Licenciement de Timnit Gebru : comment en est-on arrivé là ?

Pendant plusieurs mois, le Dr Gebru et d’autres scientifiques (quatre collègues de Google et des collaborateurs extérieurs à l’entreprise) ont travaillé sur un article qui devait être révisé par Google avant sa publication. Fin novembre, cinq semaines après que l'article a été revu en interne et approuvé pour publication via des processus standards, la direction de Google a pris la décision de le censurer, sans donner plus de raisons. Selon les déclarations faites par Gebru, un des cadres de Google lui aurait demandé, soit de retirer son nom de l’article avant la publication, soit de le retirer tout simplement, car un examen interne aurait jugé le contenu non conforme aux standards de l’entreprise. L’article en question aborde les problèmes éthiques soulevés par les progrès récents des technologies IA qui fonctionnent avec le langage, recherche très importante pour l’avenir de Google.


Dans le document qui devait être publié, les chercheurs ont montré que la création de ces modèles IA plus puissants consomme de grandes quantités d'électricité en raison des vastes ressources informatiques requises. Ils ont également expliqué comment les modèles peuvent reproduire un langage biaisé en s’appuyant sur les données en ligne sur la race ou le sexe. Le document a en outre encouragé l'utilisation responsable de la technologie en documentant par exemple les données utilisées pour créer des modèles de langage. Mais les choses se sont compliquées lorsqu’il a été demandé à Timnit Gebru de ne pas publier le document ou de le faire sans ajouter les noms des auteurs.

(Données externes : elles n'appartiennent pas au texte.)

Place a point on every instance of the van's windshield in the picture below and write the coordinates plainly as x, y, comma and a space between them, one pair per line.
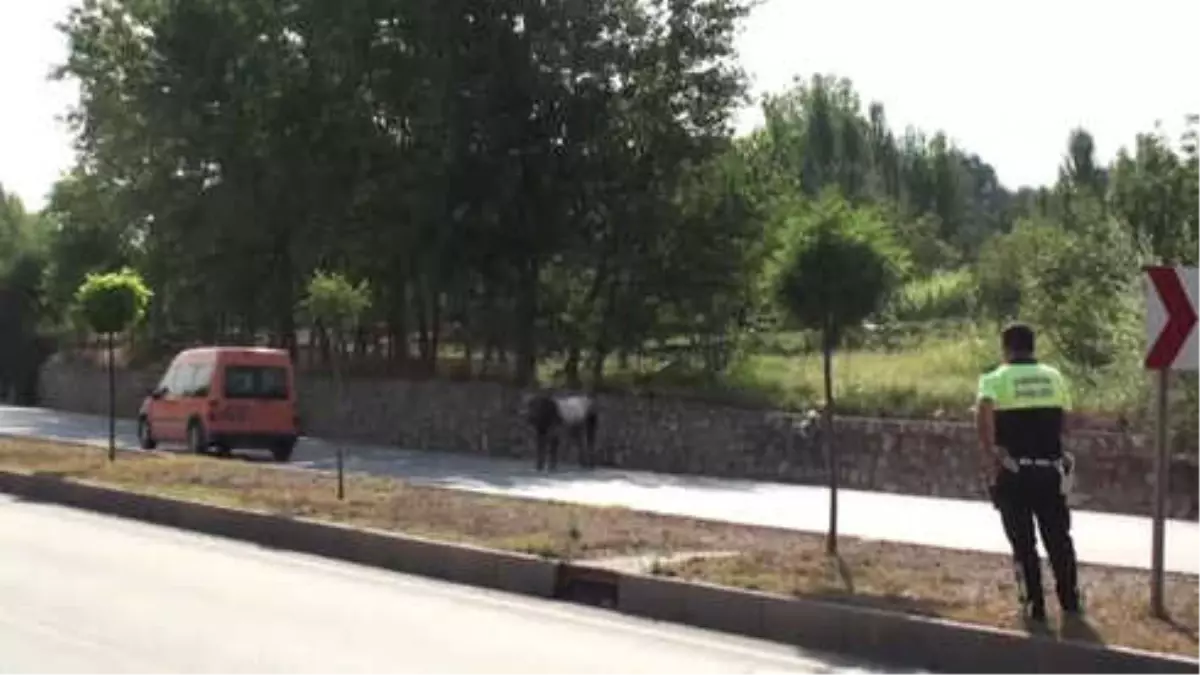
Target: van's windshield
256, 382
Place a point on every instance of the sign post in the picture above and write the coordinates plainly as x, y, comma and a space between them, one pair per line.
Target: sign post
1171, 294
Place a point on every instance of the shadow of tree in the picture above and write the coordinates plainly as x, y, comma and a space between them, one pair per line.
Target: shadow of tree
1079, 629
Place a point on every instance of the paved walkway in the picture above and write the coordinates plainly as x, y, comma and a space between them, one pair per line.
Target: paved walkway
1101, 538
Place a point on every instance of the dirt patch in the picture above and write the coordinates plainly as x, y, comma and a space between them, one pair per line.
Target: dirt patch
976, 587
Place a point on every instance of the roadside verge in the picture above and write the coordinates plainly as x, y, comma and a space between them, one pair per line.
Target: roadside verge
885, 637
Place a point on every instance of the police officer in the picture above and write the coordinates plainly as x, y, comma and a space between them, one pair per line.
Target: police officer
1020, 419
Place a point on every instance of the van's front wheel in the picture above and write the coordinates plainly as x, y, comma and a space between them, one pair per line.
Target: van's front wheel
196, 441
282, 451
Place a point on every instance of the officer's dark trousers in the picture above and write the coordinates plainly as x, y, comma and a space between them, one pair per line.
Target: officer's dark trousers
1021, 497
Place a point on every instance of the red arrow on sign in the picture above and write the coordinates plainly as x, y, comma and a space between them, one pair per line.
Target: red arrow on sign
1181, 317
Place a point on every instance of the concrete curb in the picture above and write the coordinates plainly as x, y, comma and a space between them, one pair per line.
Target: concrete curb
895, 639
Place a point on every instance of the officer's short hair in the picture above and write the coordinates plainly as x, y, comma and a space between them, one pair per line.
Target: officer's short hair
1018, 338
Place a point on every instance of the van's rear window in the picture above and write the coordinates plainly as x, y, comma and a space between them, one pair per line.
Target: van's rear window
256, 382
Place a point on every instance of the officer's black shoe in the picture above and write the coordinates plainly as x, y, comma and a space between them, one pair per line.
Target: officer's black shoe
1036, 614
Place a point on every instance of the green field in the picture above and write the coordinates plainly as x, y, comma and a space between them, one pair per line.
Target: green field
931, 374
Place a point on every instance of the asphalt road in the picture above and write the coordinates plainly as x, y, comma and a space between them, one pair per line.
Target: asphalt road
1101, 538
84, 593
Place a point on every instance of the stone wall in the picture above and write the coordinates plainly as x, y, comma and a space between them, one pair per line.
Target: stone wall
678, 436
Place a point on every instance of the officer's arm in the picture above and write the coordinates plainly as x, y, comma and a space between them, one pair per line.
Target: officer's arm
985, 426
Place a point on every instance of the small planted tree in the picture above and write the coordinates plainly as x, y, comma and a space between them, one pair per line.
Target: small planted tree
109, 304
838, 272
337, 304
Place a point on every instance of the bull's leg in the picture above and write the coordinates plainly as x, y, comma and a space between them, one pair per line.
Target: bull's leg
589, 435
541, 449
553, 452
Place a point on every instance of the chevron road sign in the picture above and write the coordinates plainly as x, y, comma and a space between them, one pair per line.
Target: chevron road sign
1171, 345
1171, 299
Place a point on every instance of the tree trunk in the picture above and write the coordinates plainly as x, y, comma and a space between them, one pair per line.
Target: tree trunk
829, 444
527, 326
112, 401
571, 368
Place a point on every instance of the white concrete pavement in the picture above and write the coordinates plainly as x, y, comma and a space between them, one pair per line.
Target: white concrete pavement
1101, 538
89, 595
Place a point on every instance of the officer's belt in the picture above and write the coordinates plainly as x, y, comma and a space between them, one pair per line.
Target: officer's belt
1045, 463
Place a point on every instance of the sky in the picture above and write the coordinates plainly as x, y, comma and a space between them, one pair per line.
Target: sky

Mardi 1er décembre, Gebru aurait répondu par courriel pour proposer à Jeff l’accord suivant : si elle recevait une explication complète de ce qui s'était passé et que l'équipe de recherche rencontrait la direction pour convenir d'un processus de traitement équitable des recherches futures, elle retirerait son nom du document. Sinon, elle s'arrangerait pour quitter l'entreprise à une date ultérieure, la laissant libre de publier l'article sans faire référence à Google.

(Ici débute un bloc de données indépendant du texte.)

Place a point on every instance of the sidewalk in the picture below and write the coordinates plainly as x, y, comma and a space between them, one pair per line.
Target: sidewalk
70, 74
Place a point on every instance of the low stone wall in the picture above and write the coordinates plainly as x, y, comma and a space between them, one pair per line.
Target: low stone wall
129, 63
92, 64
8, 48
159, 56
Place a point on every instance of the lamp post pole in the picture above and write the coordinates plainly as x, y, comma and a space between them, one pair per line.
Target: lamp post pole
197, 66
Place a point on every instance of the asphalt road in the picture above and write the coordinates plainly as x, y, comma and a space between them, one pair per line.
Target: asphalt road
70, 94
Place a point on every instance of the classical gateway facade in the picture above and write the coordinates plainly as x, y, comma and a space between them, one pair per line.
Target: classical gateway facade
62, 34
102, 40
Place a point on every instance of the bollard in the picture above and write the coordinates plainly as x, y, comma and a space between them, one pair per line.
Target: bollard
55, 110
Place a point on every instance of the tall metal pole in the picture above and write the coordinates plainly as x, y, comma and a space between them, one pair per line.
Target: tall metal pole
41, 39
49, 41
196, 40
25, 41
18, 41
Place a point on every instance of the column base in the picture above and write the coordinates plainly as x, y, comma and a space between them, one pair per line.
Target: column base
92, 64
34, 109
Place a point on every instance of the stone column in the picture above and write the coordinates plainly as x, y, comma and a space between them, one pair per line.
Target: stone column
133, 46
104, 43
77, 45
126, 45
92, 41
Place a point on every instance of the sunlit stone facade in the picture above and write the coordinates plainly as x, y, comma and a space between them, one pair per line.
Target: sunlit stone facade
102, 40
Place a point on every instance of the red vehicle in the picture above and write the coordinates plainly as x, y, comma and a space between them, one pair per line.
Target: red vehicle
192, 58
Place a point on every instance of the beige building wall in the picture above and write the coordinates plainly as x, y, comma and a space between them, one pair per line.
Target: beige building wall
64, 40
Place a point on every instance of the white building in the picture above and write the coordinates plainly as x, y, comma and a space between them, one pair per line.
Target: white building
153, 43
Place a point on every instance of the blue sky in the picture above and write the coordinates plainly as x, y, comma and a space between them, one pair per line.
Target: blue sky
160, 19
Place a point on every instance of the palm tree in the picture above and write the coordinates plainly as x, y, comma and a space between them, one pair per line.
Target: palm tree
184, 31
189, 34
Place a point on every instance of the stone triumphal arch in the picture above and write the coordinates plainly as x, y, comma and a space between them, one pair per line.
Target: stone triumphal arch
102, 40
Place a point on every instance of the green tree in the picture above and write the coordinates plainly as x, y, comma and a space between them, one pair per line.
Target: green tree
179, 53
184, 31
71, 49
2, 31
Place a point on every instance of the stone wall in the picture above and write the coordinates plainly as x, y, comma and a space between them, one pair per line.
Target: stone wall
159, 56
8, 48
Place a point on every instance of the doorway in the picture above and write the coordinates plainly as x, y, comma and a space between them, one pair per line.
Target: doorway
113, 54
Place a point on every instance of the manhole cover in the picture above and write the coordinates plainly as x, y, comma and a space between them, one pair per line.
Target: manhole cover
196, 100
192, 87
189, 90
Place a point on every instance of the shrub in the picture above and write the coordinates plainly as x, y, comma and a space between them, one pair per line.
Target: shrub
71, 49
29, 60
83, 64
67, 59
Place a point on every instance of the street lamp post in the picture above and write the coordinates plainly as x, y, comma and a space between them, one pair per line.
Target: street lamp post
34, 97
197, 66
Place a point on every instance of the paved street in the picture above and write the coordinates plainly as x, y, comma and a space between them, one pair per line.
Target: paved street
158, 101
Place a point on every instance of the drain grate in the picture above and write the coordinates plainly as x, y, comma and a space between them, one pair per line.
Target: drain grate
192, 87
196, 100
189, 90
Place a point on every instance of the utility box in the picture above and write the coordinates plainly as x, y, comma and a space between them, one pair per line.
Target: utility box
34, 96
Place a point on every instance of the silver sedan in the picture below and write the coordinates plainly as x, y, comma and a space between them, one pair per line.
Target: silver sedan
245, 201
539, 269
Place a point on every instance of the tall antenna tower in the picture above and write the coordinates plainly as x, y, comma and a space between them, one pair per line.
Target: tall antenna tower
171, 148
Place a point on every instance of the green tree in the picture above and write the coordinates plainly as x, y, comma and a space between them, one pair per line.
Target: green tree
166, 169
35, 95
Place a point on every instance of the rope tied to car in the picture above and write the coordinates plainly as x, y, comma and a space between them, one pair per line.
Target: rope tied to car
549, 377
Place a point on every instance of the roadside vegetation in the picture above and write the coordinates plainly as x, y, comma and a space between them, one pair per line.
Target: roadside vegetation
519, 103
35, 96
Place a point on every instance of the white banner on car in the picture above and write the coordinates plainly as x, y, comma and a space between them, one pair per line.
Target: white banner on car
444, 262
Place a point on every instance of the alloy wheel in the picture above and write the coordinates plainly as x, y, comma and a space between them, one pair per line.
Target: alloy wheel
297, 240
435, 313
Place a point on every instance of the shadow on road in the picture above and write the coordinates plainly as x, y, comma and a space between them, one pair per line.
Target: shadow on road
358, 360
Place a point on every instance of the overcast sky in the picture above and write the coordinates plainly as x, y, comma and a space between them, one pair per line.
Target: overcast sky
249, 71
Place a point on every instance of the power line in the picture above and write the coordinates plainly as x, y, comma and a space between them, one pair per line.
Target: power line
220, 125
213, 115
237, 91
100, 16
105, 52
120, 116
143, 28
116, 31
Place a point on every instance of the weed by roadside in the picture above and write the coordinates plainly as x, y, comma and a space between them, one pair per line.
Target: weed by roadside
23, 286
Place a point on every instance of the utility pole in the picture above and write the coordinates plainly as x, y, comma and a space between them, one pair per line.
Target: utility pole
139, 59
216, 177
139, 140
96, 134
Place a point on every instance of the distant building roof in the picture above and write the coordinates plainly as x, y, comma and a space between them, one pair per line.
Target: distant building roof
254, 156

Manifestement, un point d’accord n’a pas pu être trouvé. Le mercredi 2 décembre, elle a donc envoyé un email au groupe Google Brain Women and Allies de Google afin de partager sa frustration avec les membres au sujet du mode de révision des documents, mais aussi au sujet du traitement des minorités au sein de Google. Dans cet email, Gebru a fait savoir que « ;cette organisation semble avoir embauché environ 14 % de femmes cette année ;». Elle ajouta qu’« ;il n'y a aucune incitation à embaucher 39 % de femmes : votre vie s'aggrave lorsque vous commencez à plaider pour les personnes sous-représentées, vous commencez à mettre les autres dirigeants en colère ;». « ;Il n'y a aucun moyen que plus de documents ou plus de conversations aboutissent à quoi que ce soit ;». Au sujet de son article, elle expliqua dans son email qu’elle a essayé d’obtenir des réponses après que son supérieur l’a informée que l’article était rejeté, mais aucune explication ne lui a été fournie. Pour elle, cette action n'est qu’une tentative de la faire taire. « ;Faire taire les voix marginalisées comme celle-ci est le contraire des principes du NAUWU dont nous avons discuté. Et faire cela dans le contexte d'une “IA responsable” ajoute tellement de sel aux blessures ;», déclara-t-elle.

Le même mercredi, les choses se sont accélérées. Gebru déclara que son compte entreprise a été désactivé et un mail lui a été envoyé à son adresse personnelle pour lui signifier que sa démission a été acceptée. La suite on la connaît. Le lendemain, elle annonça sur son compte Twitter qu’elle avait été licenciée, tout en précisant que personne ne lui a dit ouvertement qu’elle avait été licenciée. Il s’en est suivi une vague d’indignation et de protestation contre Google.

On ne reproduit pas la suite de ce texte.